Section 268.03, subdivision 1, states that “[t]he public good is promoted by providing workers who are unemployed through no fault of their own a temporary partial wage replacement to assist the unemployed worker to become reemployed.” In light of section 268.03, subdivision 1, we have recognized that the extension of unemployment benefits to those who are eligible is “the declared public policy of our state, as shown by the legislative declaration of public policy in the act.” Ackerson v. W. Union Tel. Co.,
The only remaining question is whether permitting employers to discharge employees in retaliation for filing an application for unemployment benefits jeopardizes that public policy. The answer to that question undoubtedly is yes. Permitting employers to discharge employees who seek unemployment benefits deters eligible, economically vulnerable individuals— including part-time workers, seasonal workers, or workers who have their hours reduced — from seeking unemployment benefits to which they are statutorily entitled. Moreover, permitting such terminations exacerbates the very problem that unemployment insurance is designed to remedy — economic insecurity. See Minn. Stat. § 268.03, subd. 1 (“Economic insecurity because of involuntary unemployment of workers in Minnesota is a subject of general concern that requires appropriate action by the legislature.”).

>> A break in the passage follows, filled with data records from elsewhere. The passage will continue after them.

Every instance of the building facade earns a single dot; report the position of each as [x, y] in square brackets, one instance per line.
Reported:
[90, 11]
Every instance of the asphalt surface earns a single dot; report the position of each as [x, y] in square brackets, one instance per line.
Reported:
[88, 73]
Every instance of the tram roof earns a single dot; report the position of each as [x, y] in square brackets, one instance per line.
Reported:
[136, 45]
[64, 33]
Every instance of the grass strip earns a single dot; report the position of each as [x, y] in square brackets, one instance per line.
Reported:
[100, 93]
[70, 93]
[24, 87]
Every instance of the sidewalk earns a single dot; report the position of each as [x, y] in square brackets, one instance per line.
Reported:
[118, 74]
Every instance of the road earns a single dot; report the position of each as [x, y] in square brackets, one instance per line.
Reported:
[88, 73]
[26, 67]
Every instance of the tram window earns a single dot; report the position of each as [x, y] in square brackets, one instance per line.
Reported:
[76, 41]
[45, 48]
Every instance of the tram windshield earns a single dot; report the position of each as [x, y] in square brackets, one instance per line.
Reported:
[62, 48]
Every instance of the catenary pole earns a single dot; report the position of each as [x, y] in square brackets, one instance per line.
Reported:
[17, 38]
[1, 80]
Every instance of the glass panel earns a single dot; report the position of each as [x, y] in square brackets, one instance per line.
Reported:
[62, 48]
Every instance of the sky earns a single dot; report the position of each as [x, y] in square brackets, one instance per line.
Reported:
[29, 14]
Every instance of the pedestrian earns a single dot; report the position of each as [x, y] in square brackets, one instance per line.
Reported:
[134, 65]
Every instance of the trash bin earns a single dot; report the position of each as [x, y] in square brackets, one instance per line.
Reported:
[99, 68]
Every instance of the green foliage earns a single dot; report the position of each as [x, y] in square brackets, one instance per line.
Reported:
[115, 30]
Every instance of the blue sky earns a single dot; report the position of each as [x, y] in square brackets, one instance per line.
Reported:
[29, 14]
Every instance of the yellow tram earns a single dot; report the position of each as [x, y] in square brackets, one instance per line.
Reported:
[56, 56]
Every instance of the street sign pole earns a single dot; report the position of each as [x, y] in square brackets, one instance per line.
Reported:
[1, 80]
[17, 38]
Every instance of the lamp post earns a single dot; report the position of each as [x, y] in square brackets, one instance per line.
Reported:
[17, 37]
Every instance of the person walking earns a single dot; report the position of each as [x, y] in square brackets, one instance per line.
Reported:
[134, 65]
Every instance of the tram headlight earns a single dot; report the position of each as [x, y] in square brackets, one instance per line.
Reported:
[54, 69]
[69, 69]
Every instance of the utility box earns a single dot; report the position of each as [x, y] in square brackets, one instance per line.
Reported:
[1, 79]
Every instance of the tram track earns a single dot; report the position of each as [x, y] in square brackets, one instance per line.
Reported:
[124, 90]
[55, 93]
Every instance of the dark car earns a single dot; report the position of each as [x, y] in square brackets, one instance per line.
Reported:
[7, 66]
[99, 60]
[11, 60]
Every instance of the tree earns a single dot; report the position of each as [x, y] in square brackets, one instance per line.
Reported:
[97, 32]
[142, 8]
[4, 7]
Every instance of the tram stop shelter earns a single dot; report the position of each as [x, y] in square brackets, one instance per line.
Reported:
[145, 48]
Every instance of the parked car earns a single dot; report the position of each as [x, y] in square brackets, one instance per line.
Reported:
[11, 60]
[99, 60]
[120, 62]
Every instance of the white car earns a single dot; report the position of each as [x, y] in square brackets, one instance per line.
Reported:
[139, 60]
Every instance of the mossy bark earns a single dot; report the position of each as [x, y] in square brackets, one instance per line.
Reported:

Consequently, it is not surprising that the overwhelming majority of state courts that have specifically addressed this question have concluded that their unemployment insurance statutes — which are substantially similar to Minnesota’s statutory scheme — provide a clear public-policy basis for a wrongful-discharge claim.
Because I conclude for the foregoing reasons that Dukowitz has a cognizable cause of action for wrongful discharge under the public-policy exception to the employment-at-will rule, I respectfully dissent.
. Our decision in Phipps is noteworthy because of its enigmatic character. In that case, the court of appeals “held that when an employer discharges an employee 'for reasons that contravene a clear mandate of public policy,’ the employee has a cause of action for wrongful discharge.”
. The majority criticizes my dissent for failing to articulate a broad rule that would tell us, in every hypothetical future case, whether a retaliatory discharge violates a clear statement of public policy. But I do not purport to decide those future cases because doing so is neither required nor prudent. Rather, in addressing the facts as alleged before us today, it is evident that they are sufficient to support a claim under the public-policy exception to the employment-at-will rule. Those facts, as alleged, are that Dukowitz was discharged for vindicating a right provided under state law and articulated by the Legislature as the public policy of the state.
. See, e.g., Lara v. Thomas,
Dissenting Opinion
(dissenting).
I join in the dissent of Justice Wright.